A perfect fit would be a delta encoding that stores only the difference of each value to its predecessor. However, I want random access to subsets of the data, so I can't depend on going through a complete set in sequence. I'm therefore using deltas to a set-wide baseline that yields deltas which I expect to be within 10 to 50 percent of the absolute value (most of the time).
I have considered the following approaches:
divide the smaller value by the larger one, yielding a value between 0 and 1 that could be stored as an integer of some fixed precision plus one bit for remembering which number was divided by which. This is fairly straightforward and yields satisfactory compression, but is not a lossless method and thus only a secondary choice.

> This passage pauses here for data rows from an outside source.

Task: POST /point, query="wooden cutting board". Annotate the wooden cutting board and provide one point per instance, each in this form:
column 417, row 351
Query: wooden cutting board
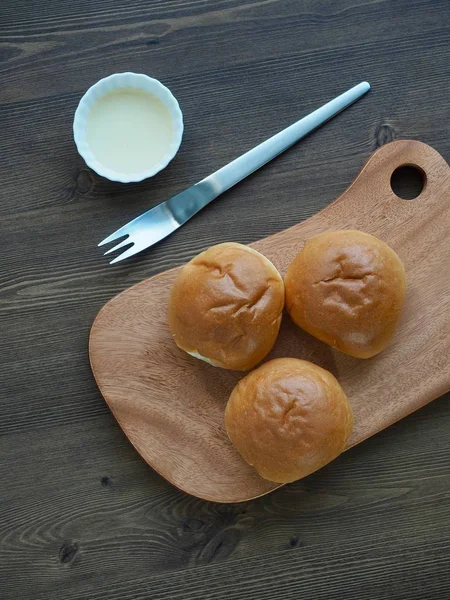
column 171, row 405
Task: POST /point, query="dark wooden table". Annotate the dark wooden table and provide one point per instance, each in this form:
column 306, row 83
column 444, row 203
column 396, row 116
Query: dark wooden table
column 81, row 515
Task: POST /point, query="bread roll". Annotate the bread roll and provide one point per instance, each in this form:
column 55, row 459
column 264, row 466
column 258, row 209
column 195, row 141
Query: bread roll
column 226, row 306
column 347, row 288
column 288, row 418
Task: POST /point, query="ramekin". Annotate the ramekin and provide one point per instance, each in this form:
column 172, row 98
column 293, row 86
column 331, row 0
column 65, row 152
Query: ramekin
column 118, row 81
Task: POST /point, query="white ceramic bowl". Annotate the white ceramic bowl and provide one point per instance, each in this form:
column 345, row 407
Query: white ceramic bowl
column 118, row 81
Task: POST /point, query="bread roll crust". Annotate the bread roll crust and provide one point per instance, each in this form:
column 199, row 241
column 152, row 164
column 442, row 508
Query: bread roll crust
column 347, row 288
column 226, row 306
column 288, row 418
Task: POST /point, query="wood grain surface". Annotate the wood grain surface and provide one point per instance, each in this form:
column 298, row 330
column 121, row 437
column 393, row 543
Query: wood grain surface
column 171, row 405
column 82, row 516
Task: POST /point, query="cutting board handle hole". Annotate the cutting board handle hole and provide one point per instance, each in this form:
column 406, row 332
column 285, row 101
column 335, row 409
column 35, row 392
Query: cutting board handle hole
column 408, row 181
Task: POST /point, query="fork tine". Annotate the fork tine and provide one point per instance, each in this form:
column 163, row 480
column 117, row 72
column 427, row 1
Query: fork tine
column 125, row 242
column 116, row 235
column 135, row 248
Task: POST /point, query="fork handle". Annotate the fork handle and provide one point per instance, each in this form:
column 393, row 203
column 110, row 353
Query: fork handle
column 241, row 167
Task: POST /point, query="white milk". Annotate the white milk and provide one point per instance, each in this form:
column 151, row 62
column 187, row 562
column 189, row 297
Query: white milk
column 129, row 130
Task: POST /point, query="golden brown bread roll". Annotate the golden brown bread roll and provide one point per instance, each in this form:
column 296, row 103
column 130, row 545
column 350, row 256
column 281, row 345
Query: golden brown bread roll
column 347, row 288
column 288, row 418
column 226, row 306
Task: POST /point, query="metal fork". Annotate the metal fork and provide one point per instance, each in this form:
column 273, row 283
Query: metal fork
column 160, row 221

XOR the IEEE 754 binary64 encoded representations of both values and store the length of the long stretches of zeroes at the beginning of the exponent and mantissa plus the remaining bits which were different. Here I'm quite unsure how to judge the compression, although I think it should be good in most cases.
Are there standard ways to do this? What might be problems about my approaches above? What other solutions have you seen or used yourself?
Rarely are all the bits of a double-precision number meaningful.
If you have billions of values that are the result of some measurement, find the calibration and error of your measurement device. Quantize the values so that you only work with meaningful bits.
Often, you'll find that you only need 16 bits of actual dynamic range. You can probably compress all of this into arrays of "short" that retain all of the original input.
Use a simple "Z-score technique" where every value is really a signed fraction of the standard deviation.
So a sequence of samples with a mean of m and a standard deviation of s gets transformed into a bunch of Z score. Normal Z-score transformations use a double, but you should use a fixed-point version of that double. s/1000 or s/16384 or something that retains only the actual precision of your data, not the noise bits on the end.
for u in samples:
z = int( 16384*(u-m)/s )
for z in scaled_samples:
u = s*(z/16384.0)+m
Your Z-scores retain a pleasant easy-to-work with statistical relationship with the original samples.
Let's say you use a signed 16-bit Z-score. You have +/- 32,768. Scale this by 16,384 and your Z-scores have an effective resolution of 0.000061 decimal.
If you use a signed 24-but Z-score, you have +/- 8 million. Scale this by 4,194,304 and you have a resolution of 0.00000024.
I seriously doubt you have measuring devices this accurate. Further, any arithmetic done as part of filter, calibration or noise reduction may reduce the effective range because of noise bits introduced during the arithmetic. A badly thought-out division operator could make a great many of your decimal places nothing more than noise.
Whatever compression scheme you pick, you can decouple that from the problem of needing to be able to perform arbitrary seeks by compressing into fixed-size blocks and prepending to each block a header containing all the data required to decompress it (e.g. for a delta encoding scheme, the block would contain deltas enconded in some fashion that takes advantage of their small magnitude to make them take less space, e.g. fewer bits for exponent/mantissa, conversion to fixed-point value, Huffman encoding etc; and the header a single uncompressed sample); seeking then becomes a matter of cheaply selecting the appropriate block, then decompressing it.
If the compression ratio is so variable that much space is being wasted padding the compressed data to produce fixed size blocks, a directory of offsets into the compressed data could be built instead and the state required to decompress recorded in that.
If you know a group of doubles has the same exponent, you could store the exponent once, and only store the mantissa for each value.